Em dezembro de 2007, o venezuelano Hugo Chávez sofreu sua primeira derrota nas urnas. Apesar de ainda ser muito popular entre a classe trabalhadora que o havia projetado ao poder quase uma década antes, os eleitores rejeitaram um referendo que lhe permitiria concorrer à reeleição repetidamente. As informações são da agência de notícias Reuters.
Chocado, Chávez voltou-se para um confidente próximo, segundo três ex-assessores: Fidel Castro. O velho líder cubano havia orientado Chávez anos antes de o venezuelano se tornar presidente, quando ainda era mais conhecido por liderar um golpe fracassado.
Agora, o aprofundamento dos laços econômicos tornava Cuba cada vez mais dependente da Venezuela, rica em petróleo, e Fidel estava ansioso para ajudar Chávez a permanecer no poder, segundo esses assessores. O conselho de Castro: garanta o controle absoluto dos militares.
Os militares da Venezuela tinham uma história de revoltas, às vezes levando a golpes do tipo que Chávez, quando tenente-coronel do Exército, organizou em 1992. Uma década depois, os adversários deram um breve golpe contra o próprio Chávez.
Mas se Chávez desse os passos certos, instruiu o cubano, ele poderia se manter por tanto tempo quanto o próprio Castro, lembraram os assessores. Os militares de Cuba, com o irmão de Castro no comando, controlavam tudo, desde a segurança até os principais setores da economia.
Em poucos meses, os dois países redigiram dois acordos, recentemente analisados pela agência Reuters, que deram a Cuba amplo acesso às Forças Armadas da Venezuela — e ampla latitude para espioná-las e modificá-las.

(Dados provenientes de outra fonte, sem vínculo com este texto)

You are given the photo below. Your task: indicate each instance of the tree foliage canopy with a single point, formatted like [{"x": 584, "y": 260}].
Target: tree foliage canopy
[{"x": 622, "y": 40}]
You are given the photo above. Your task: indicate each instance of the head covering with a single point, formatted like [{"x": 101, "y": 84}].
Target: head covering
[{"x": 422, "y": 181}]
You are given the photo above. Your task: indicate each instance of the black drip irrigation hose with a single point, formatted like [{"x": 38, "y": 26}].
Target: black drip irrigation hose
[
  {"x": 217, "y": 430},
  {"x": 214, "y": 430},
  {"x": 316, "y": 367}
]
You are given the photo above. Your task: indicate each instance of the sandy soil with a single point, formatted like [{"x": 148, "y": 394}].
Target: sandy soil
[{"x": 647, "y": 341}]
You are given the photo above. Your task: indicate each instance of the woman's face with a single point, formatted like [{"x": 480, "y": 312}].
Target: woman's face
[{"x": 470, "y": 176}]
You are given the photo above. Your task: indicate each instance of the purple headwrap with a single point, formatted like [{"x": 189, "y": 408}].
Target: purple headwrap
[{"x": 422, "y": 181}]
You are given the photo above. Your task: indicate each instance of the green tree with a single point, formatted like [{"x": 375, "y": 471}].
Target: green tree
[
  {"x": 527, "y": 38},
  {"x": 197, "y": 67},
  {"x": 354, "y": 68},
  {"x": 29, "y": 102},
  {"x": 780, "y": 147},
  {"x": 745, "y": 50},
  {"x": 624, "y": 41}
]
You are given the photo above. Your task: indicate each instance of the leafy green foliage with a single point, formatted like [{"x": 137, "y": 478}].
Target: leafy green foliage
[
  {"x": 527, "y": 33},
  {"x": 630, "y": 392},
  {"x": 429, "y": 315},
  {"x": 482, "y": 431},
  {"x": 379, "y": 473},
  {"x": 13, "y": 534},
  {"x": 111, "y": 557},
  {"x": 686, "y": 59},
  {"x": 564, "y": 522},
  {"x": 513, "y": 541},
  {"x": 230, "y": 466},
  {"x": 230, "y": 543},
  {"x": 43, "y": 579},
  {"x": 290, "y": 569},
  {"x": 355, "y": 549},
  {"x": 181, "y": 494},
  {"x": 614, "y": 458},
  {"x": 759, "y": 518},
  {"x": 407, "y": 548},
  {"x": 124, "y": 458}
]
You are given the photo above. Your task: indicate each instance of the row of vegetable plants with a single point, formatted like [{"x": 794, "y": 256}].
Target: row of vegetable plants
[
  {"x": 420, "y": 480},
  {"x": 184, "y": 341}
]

Os acordos levaram à imposição de uma vigilância rigorosa das tropas venezuelanas através de um serviço de inteligência venezuelano hoje conhecido como Direção Geral de Contrainteligência Militar, ou DGCIM.
Sob assessores militares cubanos, a Venezuela transformou a unidade de inteligência em um serviço que espiona suas próprias Forças Armadas, incutindo medo e paranoia e reprimindo a dissidência.
Agora conhecida por suas táticas repressivas, a DGCIM é acusada por soldados, legisladores da oposição, grupos de direitos humanos e muitos governos estrangeiros de abusos, incluindo tortura e a morte recente de um capitão da Marinha detido.
De acordo com documentos analisados pela Reuters, os acordos, assinados em maio de 2008, permitiram às Forças Armadas de Cuba:
– Treinar soldados na Venezuela;
– Rever e reestruturar partes das Forças Armadas venezuelanas;
– Treinar agentes de inteligência venezuelanos em Havana;
– E mudar a missão do serviço de inteligência de espionar rivais estrangeiros para vigiar os próprios soldados, oficiais e até mesmo comandantes seniores do país.
O primeiro acordo, segundo os documentos, prepararia os agentes de inteligência venezuelanos para “descobrir e confrontar o trabalho subversivo do inimigo”. O segundo acordo autorizava as autoridades cubanas a supervisionar a “assimilação” e a “modernização” dos militares da Venezuela.
A presença de oficiais cubanos nas Forças Armadas da Venezuela é conhecida há anos. O ditador Nicolás Maduro, discípulo de Chávez e sucessor cada vez mais combatido, disse em um discurso em 2017: “Somos gratos às Forças Armadas revolucionárias de Cuba. Nós as saudamos e sempre as receberemos”.
Mas nenhum dos dois países jamais reconheceu detalhes dos acordos ou a extensão do envolvimento de Cuba.
Em março, depois que o vice-presidente dos Estados Unidos, Mike Pence, denunciou a “influência maléfica” de Havana em Caracas, o ministro das Relações Exteriores cubano, Bruno Rodríguez, minimizou a relação. “Rejeito veementemente repetidas e falsas acusações”, ele tuitou, “de treinamento militar cubano, ‘controle’ ou ‘intimidação’ na Venezuela.”
Nem o Ministério da Defesa da Venezuela nem o Ministério da Informação, responsável pelas comunicações do governo, incluindo as de Maduro, responderam a emails e telefonemas para esta reportagem. As autoridades cubanas não responderam a pedidos da Reuters para comentar.
Os acordos militares provaram ser cruciais para a sobrevivência de Maduro como presidente, segundo especialistas em segurança, pessoas familiarizadas com o governo e políticos da oposição.
Com a ajuda e o treinamento de Cuba, os militares apoiaram Maduro e o ajudaram a superar um colapso econômico, a fome e o crime generalizados e a emigração de mais de 4 milhões de pessoas —mais de 10% da população da Venezuela nos últimos anos.